The 'Unroutinary' Routine

One time during briefing, we were asked if we consider being a flight attendant a routine profession. That made me think. Now that I am flying for four years now, I am certain to the answer to that question. Yes it is a routine, in an 'unroutinary' way. Let me just pretend that the word exists in the dictionary. :)

We basically do almost the same thing every time we fly. 
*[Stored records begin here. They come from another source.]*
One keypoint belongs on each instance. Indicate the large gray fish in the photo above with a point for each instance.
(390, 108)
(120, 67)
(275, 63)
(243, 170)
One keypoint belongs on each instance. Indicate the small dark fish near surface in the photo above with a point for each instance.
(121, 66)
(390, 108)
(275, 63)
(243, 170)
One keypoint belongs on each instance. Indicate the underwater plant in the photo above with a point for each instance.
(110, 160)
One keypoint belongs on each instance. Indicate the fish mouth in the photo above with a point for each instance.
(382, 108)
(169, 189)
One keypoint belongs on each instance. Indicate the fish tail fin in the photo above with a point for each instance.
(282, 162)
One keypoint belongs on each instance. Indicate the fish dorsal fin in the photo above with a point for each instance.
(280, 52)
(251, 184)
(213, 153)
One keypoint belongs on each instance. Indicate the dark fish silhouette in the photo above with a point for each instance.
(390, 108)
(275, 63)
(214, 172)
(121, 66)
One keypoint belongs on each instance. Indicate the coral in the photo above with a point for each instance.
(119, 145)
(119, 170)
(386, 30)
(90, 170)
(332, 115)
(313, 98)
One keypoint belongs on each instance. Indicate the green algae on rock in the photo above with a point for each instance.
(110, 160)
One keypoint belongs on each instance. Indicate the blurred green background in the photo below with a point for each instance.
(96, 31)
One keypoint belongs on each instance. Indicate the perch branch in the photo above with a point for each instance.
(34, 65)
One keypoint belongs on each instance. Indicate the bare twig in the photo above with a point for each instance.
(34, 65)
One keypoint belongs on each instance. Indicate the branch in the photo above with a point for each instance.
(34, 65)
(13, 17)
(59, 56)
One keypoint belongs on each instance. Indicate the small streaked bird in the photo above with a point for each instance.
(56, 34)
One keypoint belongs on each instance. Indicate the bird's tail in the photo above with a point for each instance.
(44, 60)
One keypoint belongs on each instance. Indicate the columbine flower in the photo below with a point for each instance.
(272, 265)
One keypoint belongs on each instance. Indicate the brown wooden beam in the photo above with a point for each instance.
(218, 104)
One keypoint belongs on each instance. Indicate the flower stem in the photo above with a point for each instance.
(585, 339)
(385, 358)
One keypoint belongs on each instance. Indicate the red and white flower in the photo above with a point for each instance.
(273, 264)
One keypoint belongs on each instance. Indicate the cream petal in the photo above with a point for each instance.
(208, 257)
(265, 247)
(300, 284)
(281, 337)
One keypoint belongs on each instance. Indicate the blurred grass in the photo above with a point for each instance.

1. We participate in pre- flight briefings with the supervisors and/or pursers and cockpit crew to establish relationship and communication prior to starting the flight. This is where introduction is being done, refresh ourselves with emergency procedures, discuss flight details and cabin conditions. 
2. We go through immigration, customs and body checks.
3. We reach the aircraft and stow our bags to the compartments.
4. We conduct pre- flight check of doors, emergency equipment and everything else in the cabin and galley like ovens, coffee makers, chillers to make sure everything are working.
5. Once all the ground staff (catering, cleaners, maintenance) are out of the aircraft, we start our security check to make sure there are no suspicious items on board. We open compartments, crew rest areas, lavatories and its mini- compartments, carts, under the seats and everywhere else our hands could reach and and eyes could see. 
6. We board passengers with a smile, guide them to their seats and assist as much as we could.
7. When the boarding is complete, we start our ground services like giving out towels or refresher tissues.
8. When the screens are not working for passengers to see the safety demonstration from there, we manually demonstrate the use of safety equipment (seat- belts, oxygen masks in case of decompression, life-vest when flying over water, exits, and safety cards).
9. We secure the cabin for take off (seat- belts fastened, tray tables stowed, seat- backs upright, window shades open). We ensure bags are secured properly (under the seat or in the overhead compartment) and see to it that aisles and emergency exits are free of obstruction. Galleys are to be secured as well. Carts secured and compartments latched and locked. 
10. We take our seats for take off.
11. When the seat- belt sign is off, we start our services (newspapers, headsets, giveaways, child and infant gifts, landing cards, beverage, meals/ sandwiches, coffee/ tea, collection, candies).
12. For the remaining duration of the flight, we attend to passenger's needs and requests. We keep the aisle and lavatories clean.
13. When the seat- belt sign comes on for landing, we do the same thing as No. 9.
14. We take our seats for landing.
15. After everyone has deplaned, we ensure no one leaves anything behind. 

Those things all the time! Now what makes me consider my job as unroutinary? The answer is 'everything in between'. Now I will use I, instead of we. :)

1. The schedule- It's not a fixed 9- 5 during the day or a fixed shift at night. I wake up and sleep anytime of the day depending on the time of my flight. If my flight requires me to prepare at 8 in the evening, I will try to sleep in the day. 
2. The people I fly with is not the same everyday. Some are colleagues I've already flown with. Some are people I'm flying with for the first time. It's nice to reconnect with the old crew and learn something from the new ones.
3. Pre- flight checks and security checks are things I never consider routine. I do it as thorough as I could. I don't want to put my flight to a certain danger because of my own negligence towards my roles.
4. Passengers are something new each time- a hundred and twenty for the smallest plane and almost three- hundred for the biggest one. Someone will be unruly. A few will try to irritate you. I will give them the treatment they still deserve but makes face when I'm hiding in the galley. :D Some would smile back and say thank you. I think I deserve that. While the rest will remain silent throughout the flight. I handle different passengers in many different ways, basing on the situation. And sometimes that way of handling may not work to a different person. 
5. During the flight, I sometimes face colleagues who are difficult to deal with and I have to deal with them, anyway. :)
6. Death on board, rejected take- off, fire and/or smoke cases, decompression, unlawful seizure of the aircraft, bomb on board, emergency landing and/or ditching, and all other cases are things I was trained initially and every year. I know what to do by heart but I don't get to face them everyday (God forbid!) to make me skillful. 

The list may not end from there.

For me, to be unroutinary, it takes to have full responsibility to the serious matters (safety) and be accommodating, flexible, happy and spontaneous to the rest of the flight. 

I realized any other jobs shouldn't be considered routine but it all depends on someone's personality, preferences and likes or dislikes. If anytime you feel like you have a regular way of doing things in a particular order and you get bored to the way things are always done the same way, that means you are stuck. Try to change the pattern and try to do things differently, sometimes or when needed.